Please attend this critical hearing and tell the Supervisors to vote YES on the resolution. Meet us at City Hall, 1 Dr. Carlton B. Goodlett Place, at the Land Use Committee, Room 250, 1:00 pm. RSVP now!

Talking Points.

  • I support the resolution to segregate out the Sharp Park Golf Course redevelopment plan from the Natural Areas Program Management Plan Environmental Impact Report, and I ask the Supervisors to support this resolution too.
  • The Recreation and Park Department must make good on its commitment to conduct separate reviews of these two different projects, and that is what this resolution makes the Department to do.
  • The resolution orders the Department to stay true to its word by removing the Sharp Park Golf Course project from the Natural Areas Plan and allowing these two different projects to be considered by the public and policymakers through their own environmental review processes.

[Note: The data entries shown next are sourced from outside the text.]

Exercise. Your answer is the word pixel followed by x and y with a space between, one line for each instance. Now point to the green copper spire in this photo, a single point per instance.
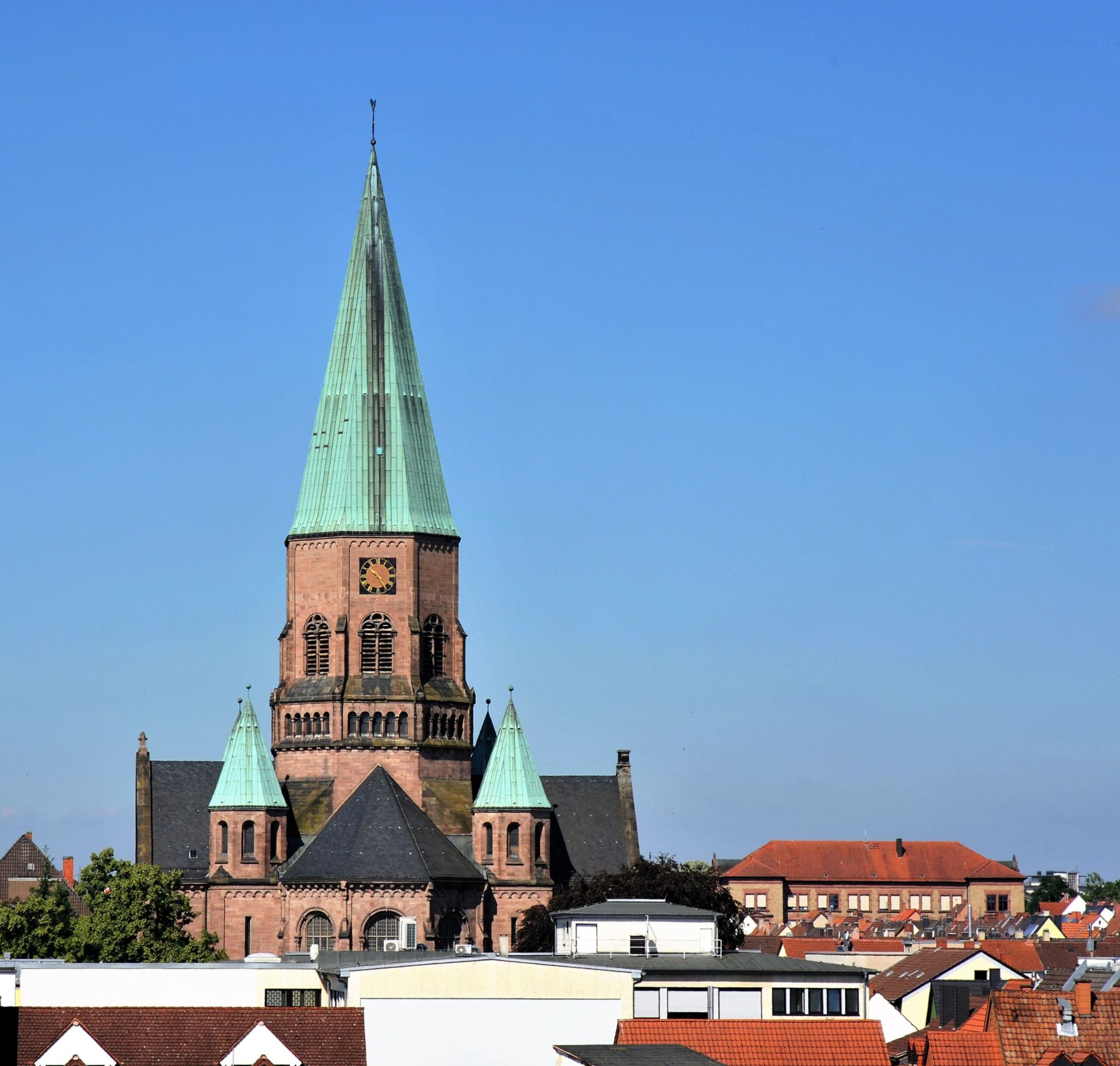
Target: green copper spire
pixel 248 778
pixel 373 466
pixel 511 781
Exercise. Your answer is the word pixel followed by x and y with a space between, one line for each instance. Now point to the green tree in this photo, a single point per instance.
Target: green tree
pixel 1096 889
pixel 137 914
pixel 688 884
pixel 41 925
pixel 1051 888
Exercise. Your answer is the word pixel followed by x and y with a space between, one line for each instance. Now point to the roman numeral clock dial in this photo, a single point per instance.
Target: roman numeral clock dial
pixel 377 577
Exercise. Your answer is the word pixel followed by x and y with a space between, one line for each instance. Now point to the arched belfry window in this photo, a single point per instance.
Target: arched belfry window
pixel 317 645
pixel 433 648
pixel 378 645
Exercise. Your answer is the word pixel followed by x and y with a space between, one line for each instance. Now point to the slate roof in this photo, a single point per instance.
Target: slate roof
pixel 836 1043
pixel 380 835
pixel 373 464
pixel 858 862
pixel 588 814
pixel 633 1055
pixel 639 908
pixel 248 778
pixel 511 782
pixel 187 1036
pixel 181 794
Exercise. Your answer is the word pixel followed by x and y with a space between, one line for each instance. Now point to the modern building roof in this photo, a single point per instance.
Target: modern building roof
pixel 186 1036
pixel 373 465
pixel 836 1043
pixel 511 782
pixel 248 778
pixel 627 908
pixel 633 1055
pixel 871 862
pixel 380 835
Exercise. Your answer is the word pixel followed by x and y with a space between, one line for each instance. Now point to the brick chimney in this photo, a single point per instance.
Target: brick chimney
pixel 1083 998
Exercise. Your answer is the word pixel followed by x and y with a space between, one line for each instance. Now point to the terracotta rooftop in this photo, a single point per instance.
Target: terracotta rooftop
pixel 938 863
pixel 818 1043
pixel 187 1036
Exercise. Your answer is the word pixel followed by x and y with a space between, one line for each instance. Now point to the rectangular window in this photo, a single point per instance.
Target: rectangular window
pixel 688 1003
pixel 647 1003
pixel 291 997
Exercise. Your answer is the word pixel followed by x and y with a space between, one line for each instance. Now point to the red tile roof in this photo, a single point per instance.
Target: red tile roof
pixel 859 862
pixel 186 1036
pixel 808 1043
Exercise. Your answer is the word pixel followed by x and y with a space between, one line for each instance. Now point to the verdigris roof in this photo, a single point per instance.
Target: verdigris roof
pixel 373 465
pixel 511 782
pixel 248 778
pixel 380 835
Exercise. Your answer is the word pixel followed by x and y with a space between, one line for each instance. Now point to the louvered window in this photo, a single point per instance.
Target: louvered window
pixel 378 645
pixel 433 648
pixel 317 645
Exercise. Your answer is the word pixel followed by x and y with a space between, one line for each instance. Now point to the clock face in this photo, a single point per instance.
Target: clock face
pixel 377 577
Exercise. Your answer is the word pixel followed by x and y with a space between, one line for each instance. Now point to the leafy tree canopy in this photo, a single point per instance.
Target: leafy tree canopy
pixel 688 884
pixel 137 914
pixel 1051 888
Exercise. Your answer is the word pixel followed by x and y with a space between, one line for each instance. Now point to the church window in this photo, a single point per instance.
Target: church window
pixel 318 932
pixel 382 926
pixel 378 645
pixel 433 648
pixel 317 645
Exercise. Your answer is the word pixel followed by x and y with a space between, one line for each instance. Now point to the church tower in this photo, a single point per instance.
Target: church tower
pixel 372 654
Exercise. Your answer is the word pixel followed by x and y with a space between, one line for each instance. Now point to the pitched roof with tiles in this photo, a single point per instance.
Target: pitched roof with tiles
pixel 185 1036
pixel 858 862
pixel 836 1043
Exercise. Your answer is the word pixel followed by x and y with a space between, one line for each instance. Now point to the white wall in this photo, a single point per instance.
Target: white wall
pixel 482 1031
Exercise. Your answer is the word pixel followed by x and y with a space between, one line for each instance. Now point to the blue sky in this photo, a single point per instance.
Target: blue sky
pixel 773 353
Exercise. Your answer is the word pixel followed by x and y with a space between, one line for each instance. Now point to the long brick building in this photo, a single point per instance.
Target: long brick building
pixel 371 810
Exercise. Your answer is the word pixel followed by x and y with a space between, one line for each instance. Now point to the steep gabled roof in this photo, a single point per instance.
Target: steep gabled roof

  • The resolution was introduced in July of this year, and no comments in opposition have been submitted by the Department to date. Now is the time to finally put the Department back on track with these projects.
  • The resolution does not change the status quo at Sharp Park Golf Course and does not plan for or modify any land activity at Sharp Park. This is a procedural resolution to ensure the Department makes good on its word to the public and policymakers.
  • This resolution does not attempt to control the future of Sharp Park Golf Course in any way, and therefore a vote supporting the resolution does not mean the Supervisor is taking a position on Sharp Park’s future.
  • The resolution does not affect the City’s discretion to propose alternatives or select a preferred alternative for either project in any way.